回過頭對上四雙震驚的雙眼,松田陣平知道他們都想起來了。
“抱歉,我們來晚了。”
顫抖的指尖撫上照片上的人臉,諸伏景光那雙藍灰色的雙眼里有愧疚,有痛苦,他忘記了好友,在好友殉職的一年多未曾來看過一次,他早就發現了不對勁,做三明治時習慣性擠多的蛋黃醬,少放的生菜葉,生魚片永遠在自己或者降谷零那邊,他知道自己肯定是忘記了什么,但他找不到,什么都找不到。
“你這家伙,還真是跟游魂一樣,突然出現又突然消失。”松田陣平墨鏡下的雙眼泛紅,“世界意識跟我們都說了,所以你這家伙究竟怎么做到一臉平靜的等著自己死期的!”

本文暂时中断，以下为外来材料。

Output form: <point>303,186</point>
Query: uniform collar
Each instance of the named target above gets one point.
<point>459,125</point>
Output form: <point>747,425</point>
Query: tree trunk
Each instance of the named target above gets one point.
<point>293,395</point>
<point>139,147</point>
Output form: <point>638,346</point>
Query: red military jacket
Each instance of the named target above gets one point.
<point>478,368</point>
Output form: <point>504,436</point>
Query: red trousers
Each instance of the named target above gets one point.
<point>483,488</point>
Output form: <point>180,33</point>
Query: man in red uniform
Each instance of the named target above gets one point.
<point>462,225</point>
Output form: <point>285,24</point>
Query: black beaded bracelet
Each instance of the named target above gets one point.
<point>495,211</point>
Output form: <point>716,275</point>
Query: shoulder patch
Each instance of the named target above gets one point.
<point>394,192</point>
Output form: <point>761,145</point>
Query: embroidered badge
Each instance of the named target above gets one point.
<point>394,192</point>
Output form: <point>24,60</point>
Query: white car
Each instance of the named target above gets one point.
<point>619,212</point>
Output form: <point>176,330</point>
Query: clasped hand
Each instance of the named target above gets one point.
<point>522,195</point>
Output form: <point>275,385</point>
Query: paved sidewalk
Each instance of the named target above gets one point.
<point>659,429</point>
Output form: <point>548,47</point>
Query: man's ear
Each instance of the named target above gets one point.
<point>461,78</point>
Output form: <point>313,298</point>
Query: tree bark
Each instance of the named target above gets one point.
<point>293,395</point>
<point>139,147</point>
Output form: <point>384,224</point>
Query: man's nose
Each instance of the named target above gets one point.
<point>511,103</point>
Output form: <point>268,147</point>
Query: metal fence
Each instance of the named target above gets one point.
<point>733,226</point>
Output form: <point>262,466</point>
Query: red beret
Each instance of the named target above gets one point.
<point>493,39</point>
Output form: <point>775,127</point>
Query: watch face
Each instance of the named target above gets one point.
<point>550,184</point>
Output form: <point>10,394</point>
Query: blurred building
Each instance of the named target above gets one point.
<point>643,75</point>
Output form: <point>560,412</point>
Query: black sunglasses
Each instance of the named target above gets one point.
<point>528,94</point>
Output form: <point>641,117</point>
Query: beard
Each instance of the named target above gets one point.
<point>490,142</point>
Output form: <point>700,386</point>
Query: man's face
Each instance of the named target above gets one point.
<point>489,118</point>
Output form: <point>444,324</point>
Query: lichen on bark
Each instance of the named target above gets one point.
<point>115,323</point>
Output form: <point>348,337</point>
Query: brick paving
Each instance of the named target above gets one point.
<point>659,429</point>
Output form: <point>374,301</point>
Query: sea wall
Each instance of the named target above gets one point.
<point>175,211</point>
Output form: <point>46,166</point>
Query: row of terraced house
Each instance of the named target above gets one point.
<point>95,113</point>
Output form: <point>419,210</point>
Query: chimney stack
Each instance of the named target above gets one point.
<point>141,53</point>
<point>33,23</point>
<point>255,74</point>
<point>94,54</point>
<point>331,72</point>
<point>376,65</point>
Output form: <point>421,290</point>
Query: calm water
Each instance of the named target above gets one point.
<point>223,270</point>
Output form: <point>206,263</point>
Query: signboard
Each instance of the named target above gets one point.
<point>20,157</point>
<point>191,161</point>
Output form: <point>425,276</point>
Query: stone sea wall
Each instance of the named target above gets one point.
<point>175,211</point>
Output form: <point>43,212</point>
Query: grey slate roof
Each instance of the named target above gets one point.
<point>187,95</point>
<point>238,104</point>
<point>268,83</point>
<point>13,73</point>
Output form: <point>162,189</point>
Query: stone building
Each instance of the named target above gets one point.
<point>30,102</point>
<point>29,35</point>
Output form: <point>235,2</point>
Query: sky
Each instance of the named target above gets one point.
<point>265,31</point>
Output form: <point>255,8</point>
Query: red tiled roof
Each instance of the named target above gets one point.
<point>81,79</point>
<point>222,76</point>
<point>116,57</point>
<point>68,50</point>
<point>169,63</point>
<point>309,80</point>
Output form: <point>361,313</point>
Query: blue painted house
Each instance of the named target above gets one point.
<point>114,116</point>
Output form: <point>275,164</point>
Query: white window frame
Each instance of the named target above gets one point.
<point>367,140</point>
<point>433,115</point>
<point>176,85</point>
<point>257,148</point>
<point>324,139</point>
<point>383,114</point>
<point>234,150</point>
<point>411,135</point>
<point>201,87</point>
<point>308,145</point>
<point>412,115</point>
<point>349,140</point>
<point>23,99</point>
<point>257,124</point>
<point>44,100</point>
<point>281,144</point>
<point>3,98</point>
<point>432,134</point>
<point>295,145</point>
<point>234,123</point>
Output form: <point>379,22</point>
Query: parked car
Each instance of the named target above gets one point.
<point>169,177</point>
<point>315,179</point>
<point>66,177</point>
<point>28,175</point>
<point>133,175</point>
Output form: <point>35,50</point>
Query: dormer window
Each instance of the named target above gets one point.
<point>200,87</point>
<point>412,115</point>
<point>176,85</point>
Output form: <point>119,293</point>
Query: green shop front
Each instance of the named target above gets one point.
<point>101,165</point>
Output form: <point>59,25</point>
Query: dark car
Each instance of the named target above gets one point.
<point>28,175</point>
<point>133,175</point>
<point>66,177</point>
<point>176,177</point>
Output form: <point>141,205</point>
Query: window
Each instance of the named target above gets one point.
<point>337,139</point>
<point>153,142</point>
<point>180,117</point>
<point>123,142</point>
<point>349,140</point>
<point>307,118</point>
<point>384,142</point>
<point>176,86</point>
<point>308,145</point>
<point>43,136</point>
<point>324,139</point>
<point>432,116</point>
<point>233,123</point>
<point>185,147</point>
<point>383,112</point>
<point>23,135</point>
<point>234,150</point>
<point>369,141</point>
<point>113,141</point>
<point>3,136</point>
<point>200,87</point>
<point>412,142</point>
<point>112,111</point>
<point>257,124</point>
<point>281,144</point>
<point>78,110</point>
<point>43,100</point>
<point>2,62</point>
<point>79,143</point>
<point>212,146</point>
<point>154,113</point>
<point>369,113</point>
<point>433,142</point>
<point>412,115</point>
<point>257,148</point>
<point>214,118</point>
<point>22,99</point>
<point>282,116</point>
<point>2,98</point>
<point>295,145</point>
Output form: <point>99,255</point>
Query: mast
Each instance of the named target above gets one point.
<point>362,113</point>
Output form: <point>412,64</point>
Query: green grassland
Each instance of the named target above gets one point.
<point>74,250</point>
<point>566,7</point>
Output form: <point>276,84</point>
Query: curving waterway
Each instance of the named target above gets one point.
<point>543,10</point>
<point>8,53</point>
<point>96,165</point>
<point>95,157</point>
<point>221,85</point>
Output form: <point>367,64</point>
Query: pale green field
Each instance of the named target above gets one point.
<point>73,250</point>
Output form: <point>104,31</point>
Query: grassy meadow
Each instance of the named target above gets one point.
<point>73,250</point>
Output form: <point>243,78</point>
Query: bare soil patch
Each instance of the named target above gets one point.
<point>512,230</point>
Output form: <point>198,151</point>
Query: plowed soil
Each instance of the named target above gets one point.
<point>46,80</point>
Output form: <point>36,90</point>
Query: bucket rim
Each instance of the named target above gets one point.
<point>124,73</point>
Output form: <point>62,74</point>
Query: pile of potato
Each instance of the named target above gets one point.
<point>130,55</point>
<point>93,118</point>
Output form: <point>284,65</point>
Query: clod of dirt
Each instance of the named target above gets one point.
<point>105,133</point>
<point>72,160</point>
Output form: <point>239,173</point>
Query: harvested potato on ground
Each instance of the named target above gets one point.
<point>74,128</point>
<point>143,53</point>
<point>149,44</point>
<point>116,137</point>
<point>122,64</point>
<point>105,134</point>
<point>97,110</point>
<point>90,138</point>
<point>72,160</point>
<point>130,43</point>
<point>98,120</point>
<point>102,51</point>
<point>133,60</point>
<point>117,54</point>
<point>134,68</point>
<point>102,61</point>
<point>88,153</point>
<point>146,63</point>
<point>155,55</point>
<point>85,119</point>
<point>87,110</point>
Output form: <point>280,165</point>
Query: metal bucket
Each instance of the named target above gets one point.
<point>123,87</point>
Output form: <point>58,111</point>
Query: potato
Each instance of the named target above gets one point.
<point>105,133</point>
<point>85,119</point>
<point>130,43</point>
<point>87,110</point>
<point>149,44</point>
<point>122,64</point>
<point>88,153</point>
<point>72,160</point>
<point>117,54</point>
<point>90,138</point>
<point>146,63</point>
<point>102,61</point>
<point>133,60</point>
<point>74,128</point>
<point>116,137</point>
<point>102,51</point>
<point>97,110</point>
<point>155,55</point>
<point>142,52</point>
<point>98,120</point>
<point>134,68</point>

那天在摩天輪上他能平靜的等待自己死亡,其中一個原因就是知道自己在何時會死,但早川谷不知道,他就這么一天接一天的等待著,眼睜睜看著自己的時間被扣除著。
“小早川,辛苦了。”c原研二有很多話想說,但最后只化為一句辛苦了,早川谷承受的太多了,承受著喪親之仇,承受著五個人生命,承受著救濟后的代價,還要承受著犯人的報復,他應該很累了吧。
降谷零沒有說話,但他的目光一直在照片上,在諸伏景光脫離黑衣組織后,早川谷偶爾會出現在他面前,有時候會給他遞一瓶牛奶,有時候是一份熱乎乎的意面,還有時候是兩大塊豬扒,如果他受傷了,第二天一定會收到相應部位的肉類。
以形補形,這是早川谷告訴他的……
“你說過的,等我和娜塔莉結婚的時候要給你單獨點桌你愛吃的。”伊達航從懷中拿出請帖放在墓碑前,“我和娜塔莉結婚了,今天沒帶她過來,等下次我帶她過來,以伊達航妻子的身份。”
‘班長,下次和娜塔莉小姐見面就要是以伊達航妻子的身份見面啦!別克扣我喜糖啊!單獨給我開一桌!’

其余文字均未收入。